Oh, I was so ready to love this game. I was only mildly interested until I saw it running in an arcade and thought it looked pretty hot. After playing a round I was really enthused - it was super fast, silky smooth, and really looked to be the greatest thing ever. As long as the GameCube version matched the TriForce arcade version, anyway. The game was released yesterday (July 25th) in Japan, and I can tell you honestly that as far as I can tell F-Zero GX is every bit as good as F-Zero AX. I bought my copy, slapped it in, and played it for what seemed like, oh, a good two hours I guess, before I made the decision to get rid of it while it still had that new smell. The quick bottom line: If you liked the N64 version, you'll like this more.

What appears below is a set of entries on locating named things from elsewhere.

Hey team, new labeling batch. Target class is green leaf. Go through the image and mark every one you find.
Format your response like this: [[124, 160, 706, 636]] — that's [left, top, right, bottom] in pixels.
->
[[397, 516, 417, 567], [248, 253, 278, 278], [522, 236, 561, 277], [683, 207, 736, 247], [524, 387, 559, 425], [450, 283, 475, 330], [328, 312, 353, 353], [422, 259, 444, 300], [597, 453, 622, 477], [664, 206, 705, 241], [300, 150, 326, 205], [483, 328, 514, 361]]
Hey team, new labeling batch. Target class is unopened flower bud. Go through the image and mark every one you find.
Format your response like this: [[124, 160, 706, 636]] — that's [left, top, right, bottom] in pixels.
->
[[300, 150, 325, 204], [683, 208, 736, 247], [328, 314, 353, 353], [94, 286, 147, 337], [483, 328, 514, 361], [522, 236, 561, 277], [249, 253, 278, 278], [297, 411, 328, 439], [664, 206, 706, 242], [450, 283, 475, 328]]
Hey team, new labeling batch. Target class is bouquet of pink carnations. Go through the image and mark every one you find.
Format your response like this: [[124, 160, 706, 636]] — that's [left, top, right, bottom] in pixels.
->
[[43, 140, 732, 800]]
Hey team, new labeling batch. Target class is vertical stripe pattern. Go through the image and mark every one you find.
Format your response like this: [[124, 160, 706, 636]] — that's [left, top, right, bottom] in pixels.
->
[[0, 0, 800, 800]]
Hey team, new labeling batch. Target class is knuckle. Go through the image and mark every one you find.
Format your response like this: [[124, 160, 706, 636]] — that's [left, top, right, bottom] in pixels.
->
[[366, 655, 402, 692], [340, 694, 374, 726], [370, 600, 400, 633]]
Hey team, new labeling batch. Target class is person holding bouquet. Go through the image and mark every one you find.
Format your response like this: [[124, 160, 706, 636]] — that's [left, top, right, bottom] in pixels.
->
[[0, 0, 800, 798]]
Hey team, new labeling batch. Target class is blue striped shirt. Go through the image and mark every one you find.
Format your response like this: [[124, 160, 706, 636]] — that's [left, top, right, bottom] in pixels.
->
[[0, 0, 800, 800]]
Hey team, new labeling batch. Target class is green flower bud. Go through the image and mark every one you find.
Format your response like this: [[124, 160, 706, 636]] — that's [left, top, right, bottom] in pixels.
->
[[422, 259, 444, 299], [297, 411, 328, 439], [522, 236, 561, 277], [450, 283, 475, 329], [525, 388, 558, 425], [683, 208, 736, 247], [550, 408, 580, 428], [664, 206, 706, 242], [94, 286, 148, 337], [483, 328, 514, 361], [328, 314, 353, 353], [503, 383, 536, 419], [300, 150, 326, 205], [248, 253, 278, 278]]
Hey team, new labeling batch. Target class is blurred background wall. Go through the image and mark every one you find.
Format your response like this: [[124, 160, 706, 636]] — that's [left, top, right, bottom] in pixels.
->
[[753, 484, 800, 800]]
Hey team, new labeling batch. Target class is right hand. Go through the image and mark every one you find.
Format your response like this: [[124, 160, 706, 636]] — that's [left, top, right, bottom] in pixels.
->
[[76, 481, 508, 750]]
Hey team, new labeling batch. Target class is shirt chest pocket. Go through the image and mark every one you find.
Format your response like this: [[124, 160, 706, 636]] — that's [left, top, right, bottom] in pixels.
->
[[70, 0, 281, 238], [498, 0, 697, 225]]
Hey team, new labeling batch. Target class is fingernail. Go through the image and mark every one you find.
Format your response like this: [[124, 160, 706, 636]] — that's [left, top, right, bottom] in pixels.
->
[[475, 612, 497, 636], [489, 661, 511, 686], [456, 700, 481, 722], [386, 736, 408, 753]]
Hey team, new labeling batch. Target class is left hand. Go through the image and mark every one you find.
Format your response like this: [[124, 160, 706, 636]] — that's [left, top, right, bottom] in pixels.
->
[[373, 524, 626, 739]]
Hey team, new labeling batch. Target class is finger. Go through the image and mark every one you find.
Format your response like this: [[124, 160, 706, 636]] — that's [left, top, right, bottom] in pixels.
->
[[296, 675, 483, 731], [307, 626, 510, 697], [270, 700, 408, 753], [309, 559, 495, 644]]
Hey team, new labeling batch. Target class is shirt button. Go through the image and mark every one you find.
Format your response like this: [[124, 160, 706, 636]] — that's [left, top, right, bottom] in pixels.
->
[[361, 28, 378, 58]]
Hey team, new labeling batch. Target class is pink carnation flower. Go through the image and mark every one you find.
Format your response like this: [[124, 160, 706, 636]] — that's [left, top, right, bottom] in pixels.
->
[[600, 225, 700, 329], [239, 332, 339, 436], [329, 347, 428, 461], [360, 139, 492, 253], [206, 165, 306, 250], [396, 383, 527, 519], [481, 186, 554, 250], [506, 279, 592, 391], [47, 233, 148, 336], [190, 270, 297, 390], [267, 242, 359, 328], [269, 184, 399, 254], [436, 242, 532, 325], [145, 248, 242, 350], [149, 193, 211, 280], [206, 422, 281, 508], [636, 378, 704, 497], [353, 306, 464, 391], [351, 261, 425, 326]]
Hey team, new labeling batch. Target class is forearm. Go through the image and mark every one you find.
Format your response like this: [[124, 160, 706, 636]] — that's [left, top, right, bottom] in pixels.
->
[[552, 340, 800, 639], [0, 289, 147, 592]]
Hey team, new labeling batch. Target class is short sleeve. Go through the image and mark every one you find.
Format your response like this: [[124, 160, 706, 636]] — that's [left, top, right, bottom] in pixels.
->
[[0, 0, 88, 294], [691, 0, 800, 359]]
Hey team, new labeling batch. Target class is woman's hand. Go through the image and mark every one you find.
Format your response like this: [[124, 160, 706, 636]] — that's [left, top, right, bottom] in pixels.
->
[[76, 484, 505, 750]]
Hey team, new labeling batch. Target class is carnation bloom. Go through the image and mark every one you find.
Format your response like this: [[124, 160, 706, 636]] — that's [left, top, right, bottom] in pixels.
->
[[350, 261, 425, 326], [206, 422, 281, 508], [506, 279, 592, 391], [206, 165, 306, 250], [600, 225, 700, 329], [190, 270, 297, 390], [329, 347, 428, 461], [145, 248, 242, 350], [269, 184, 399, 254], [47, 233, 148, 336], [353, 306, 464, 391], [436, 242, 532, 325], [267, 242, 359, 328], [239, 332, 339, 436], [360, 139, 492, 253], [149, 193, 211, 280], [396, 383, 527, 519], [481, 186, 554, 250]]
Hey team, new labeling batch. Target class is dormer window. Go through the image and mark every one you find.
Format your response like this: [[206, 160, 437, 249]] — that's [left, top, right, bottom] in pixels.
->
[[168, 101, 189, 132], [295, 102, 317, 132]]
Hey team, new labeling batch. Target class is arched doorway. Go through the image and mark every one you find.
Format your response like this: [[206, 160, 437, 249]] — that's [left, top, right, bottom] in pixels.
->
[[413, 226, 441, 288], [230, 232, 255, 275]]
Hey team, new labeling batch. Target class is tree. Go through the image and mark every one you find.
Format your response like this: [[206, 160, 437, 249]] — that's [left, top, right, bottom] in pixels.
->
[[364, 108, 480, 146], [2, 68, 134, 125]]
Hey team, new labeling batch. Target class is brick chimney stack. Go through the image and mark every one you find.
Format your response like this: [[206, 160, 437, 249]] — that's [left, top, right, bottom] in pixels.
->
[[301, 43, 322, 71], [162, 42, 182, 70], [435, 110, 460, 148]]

If you hated the N64 version, you'll hate this slightly less.
When the Super Nintendo was still so new to be magical, F-Zero hit like a bolt from the gods. It was everything that every other racing game wasn't. Easy to learn, tough to master, faster than anything before it, and it moved more smoothly than any game on a 3MHz system should have been. This was before the FX chips too - the raw, brutal power of the Super NES was here for all to see. We rented this game and played it practically non-stop until the time came to return it, and it never let you down. Several other games copied the flat-track formula on the SNES, but none were as smooth, as easy, or as gripping as the original.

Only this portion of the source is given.